It wasn’t me; I wasn’t the first of us. That honour went to Bobo. Bobo was a howler monkey we kept in the lab. He was there when I started five years ago as a humble tech assistant. He’d been there so long, he was like one of the team. No one would dream of including Bobo among the test subjects.
Now, before you go all ethical and animal rights on me, it wasn’t part of my remit to perform the experiments on the monkeys and rabbits. Like I mentioned, I was merely a tech assistant. I kept the IT up and running.
It started when Hargreaves let Bobo out of his pen during lunch. He should have known better than to tease the creature. Bobo was quick to rile up.
“Just give him the damned banana!” I scolded from across the breakout room. Hargreaves turned to award me his best simian scowl, his finest monkey man impression, complete with ‘oo-oo’ noises and armpit scratches.
Just as Doctor Klang exited the secure area.
Bobo saw his chance and took it. With a furious screech, he darted between Klang’s legs and into the secure area before the doors could seal. Instant uproar! Lab assistants recoiled in panic as Bobo, whipped up into a frenzy by now, lashed out in all directions. I could see their faces, visors pressed against the window, their gloves scrabbling for a way out.
“Who the fuck let that monkey out?” Krang screamed, activating the alarm. Sirens wailed and blared while pulses of red light flared and died, flared and died.
Inside the secure area, the staff were turning on each other, ripping and tearing out throats, bared teeth sinking into soft flesh.
“My work!” Krang mourned.
Before Hargreaves and I could stop him, he was unsealing the doors. The mad bastard was trying to retrieve the last remaining phial of his life’s endeavours.
“No!” we yelled, our voices drowned by the sirens.
Bobo launched himself at Klang, his fangs shredding the haz-mat suit.
Hargreaves scrambled to the exit, but I tackled him to the floor and sat on him. He wriggled and writhed until I slapped his face.
“We have to contain it,” I told him. “Nothing or no one can leave this building.”
Hargreaves wasn’t paying attention. His eyes widened as the howler monkey dropped onto my back.

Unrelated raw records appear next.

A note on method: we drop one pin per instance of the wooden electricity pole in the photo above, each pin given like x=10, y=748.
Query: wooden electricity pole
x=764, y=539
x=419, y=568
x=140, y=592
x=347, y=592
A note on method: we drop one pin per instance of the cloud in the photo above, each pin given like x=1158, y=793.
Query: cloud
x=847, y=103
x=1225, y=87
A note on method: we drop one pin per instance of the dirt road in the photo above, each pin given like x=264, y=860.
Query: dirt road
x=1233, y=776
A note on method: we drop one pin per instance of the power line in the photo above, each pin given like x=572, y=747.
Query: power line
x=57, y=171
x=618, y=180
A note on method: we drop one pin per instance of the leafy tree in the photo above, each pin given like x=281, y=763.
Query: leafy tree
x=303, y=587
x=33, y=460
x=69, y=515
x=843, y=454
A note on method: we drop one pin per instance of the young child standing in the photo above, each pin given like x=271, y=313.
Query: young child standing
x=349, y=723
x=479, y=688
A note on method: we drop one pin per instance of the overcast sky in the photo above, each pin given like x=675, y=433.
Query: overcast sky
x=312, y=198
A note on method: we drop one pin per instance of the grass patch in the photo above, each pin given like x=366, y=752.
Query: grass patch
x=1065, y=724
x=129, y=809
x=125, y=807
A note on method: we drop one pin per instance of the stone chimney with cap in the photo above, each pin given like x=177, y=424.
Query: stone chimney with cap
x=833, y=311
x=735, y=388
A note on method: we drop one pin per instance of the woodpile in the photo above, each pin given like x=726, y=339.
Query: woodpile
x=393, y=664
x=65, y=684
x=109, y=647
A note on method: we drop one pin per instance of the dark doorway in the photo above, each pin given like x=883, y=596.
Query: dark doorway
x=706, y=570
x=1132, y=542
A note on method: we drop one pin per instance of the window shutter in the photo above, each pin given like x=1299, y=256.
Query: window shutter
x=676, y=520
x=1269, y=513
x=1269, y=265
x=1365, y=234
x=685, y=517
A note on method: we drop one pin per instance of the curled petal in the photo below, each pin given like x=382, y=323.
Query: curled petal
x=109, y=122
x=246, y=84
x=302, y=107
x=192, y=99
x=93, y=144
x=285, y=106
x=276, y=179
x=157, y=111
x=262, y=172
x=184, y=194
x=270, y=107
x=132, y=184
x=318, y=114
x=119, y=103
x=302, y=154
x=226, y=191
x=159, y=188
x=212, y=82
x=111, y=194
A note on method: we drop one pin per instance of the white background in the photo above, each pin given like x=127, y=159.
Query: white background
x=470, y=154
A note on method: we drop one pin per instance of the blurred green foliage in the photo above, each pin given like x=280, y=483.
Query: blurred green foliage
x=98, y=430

Distracted, I let Hargreaves scuttle out from under me. He didn’t reach the door. Our colleagues, erupting from the secure area like a nest of spiders, pounced. They tore him limb from limb.
Me, they left alone. I suppose Bobo’s bite rendered me immune to their predations. And all I can think of now as my mad blood stirs and a mindless rage consumes me, is how many people there are in the world beyond the laboratory door and how they must all be bitten and made the same as us.